Vital document copies
Photocopies only — not originals. Passports, driver's licenses, birth certificates, social security cards, and any relevant legal documents such as custody agreements or power of attorney. Originals belong in a fireproof safe or bank safe-deposit box.
Household contacts
Utility companies (gas, electric, water, internet), your landlord or mortgage servicer account number, HOA contact if applicable, and your home and auto insurance agents directly — not just the 1-800 line.
Emergency meeting plan
One page. Where your family goes if you can't return home, a backup meeting point if the first is unavailable, who calls whom, and which radio station covers local emergency broadcasts. If your children are old enough to read it, they should have their own copy.
How to organize it
Use tabbed dividers — one per section, labeled clearly enough that a stranger can navigate in under two minutes. That's the actual test. Give it to someone who's never seen it and time how long it takes to find your health insurance card. If it's more than 90 seconds, restructure.
Keep the first page simple. Home address. Three phone numbers. Nothing else. That's the page an ER nurse or a babysitter reaches for first. Fill it in before you fill in anything else.
If multiple people will use the binder — a nanny, a co-parent, a partner — color-code the sections. The visual shortcut helps when someone is moving quickly.
What NOT to include
Passwords and PINs don't belong in a paper binder. If the binder is lost or stolen, those are exposed. Keep login credentials in a password manager (Bitwarden, 1Password, or similar) and a separate encrypted note stored offline. The binder should contain no information that would be dangerous in a stranger's hands beyond your home address and names.
Lengthy instructions make the binder slow in an emergency. Write everything for 30-second scanning. One sentence per line where possible. No paragraphs in the contacts section.
How often to update it
Twice a year. Set a recurring calendar reminder for January and July. At each review, go through it section by section:
- Confirm all phone numbers are still active
- Check insurance card and ID expiry dates
- Update any medication or dosage changes
- Add any new household members, pets, or regular contacts
- Verify the emergency meeting plan still makes sense
Also update immediately after major changes: a new baby, a new diagnosis, a move, a new doctor, a change in insurance, or a custody arrangement update. Stale information is worse than no information — it creates false confidence.
Write the last-updated date on the inside cover. It takes two seconds and tells anyone who uses the binder how current the information is.

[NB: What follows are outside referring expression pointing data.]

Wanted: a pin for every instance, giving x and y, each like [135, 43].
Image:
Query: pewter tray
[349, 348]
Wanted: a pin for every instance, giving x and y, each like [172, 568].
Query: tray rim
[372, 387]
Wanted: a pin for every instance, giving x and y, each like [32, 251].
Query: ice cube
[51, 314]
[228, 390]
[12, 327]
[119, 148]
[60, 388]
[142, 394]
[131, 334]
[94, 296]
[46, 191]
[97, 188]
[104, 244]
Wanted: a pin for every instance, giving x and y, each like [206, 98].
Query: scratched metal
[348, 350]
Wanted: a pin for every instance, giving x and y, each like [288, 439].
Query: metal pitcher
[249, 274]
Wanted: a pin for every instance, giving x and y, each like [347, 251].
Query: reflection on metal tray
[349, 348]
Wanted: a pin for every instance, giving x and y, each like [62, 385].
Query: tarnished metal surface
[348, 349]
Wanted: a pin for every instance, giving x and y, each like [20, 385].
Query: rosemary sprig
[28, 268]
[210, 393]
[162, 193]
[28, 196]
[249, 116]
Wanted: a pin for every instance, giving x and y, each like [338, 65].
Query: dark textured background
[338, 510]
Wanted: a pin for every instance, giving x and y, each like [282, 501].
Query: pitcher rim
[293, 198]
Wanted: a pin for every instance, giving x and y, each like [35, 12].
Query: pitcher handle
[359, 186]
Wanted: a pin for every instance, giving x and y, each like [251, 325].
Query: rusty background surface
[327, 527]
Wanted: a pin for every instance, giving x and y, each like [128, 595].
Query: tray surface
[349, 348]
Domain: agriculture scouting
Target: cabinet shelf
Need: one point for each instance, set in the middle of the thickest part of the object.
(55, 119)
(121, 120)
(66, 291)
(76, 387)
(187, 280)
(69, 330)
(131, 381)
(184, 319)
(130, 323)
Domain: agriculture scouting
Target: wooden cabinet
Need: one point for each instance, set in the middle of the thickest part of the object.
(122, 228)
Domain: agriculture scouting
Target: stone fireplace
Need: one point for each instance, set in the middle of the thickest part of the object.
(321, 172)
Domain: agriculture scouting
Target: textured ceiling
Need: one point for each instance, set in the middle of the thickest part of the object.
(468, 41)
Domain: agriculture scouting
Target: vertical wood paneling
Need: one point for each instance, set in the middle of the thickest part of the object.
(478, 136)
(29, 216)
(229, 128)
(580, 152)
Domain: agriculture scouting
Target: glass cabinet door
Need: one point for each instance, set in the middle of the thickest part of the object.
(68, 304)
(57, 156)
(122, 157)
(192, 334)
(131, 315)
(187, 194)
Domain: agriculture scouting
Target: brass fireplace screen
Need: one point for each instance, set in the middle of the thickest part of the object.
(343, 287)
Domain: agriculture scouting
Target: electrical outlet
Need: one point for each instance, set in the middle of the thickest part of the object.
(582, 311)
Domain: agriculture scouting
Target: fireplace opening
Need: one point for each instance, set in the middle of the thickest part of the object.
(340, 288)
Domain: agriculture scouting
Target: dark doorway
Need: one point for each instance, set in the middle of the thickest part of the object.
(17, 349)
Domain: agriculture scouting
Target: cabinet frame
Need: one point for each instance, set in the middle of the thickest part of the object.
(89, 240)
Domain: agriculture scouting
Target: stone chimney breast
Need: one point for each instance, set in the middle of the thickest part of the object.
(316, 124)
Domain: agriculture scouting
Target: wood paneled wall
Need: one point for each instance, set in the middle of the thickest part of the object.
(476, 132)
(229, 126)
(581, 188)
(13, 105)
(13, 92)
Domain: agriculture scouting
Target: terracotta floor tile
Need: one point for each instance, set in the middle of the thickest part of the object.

Using it with a babysitter or nanny
The binder should be visible and accessible to anyone you leave in charge. Not locked away. Put it in the kitchen drawer or on the shelf near the front door — somewhere with no ambiguity about where to look.
Walk any new caregiver through it on their first shift. Show them where it is, confirm the emergency contacts on the page know the caregiver might call, and note the caregiver's own number on the inside cover so someone else can reach them if needed.
The binder and a babysitter handoff sheet serve different purposes. The handoff sheet covers today: the schedule, meals, nap time, and today-specific instructions. The emergency binder covers everything that doesn't change week to week. Keep them separate and make sure your caregiver knows where both are.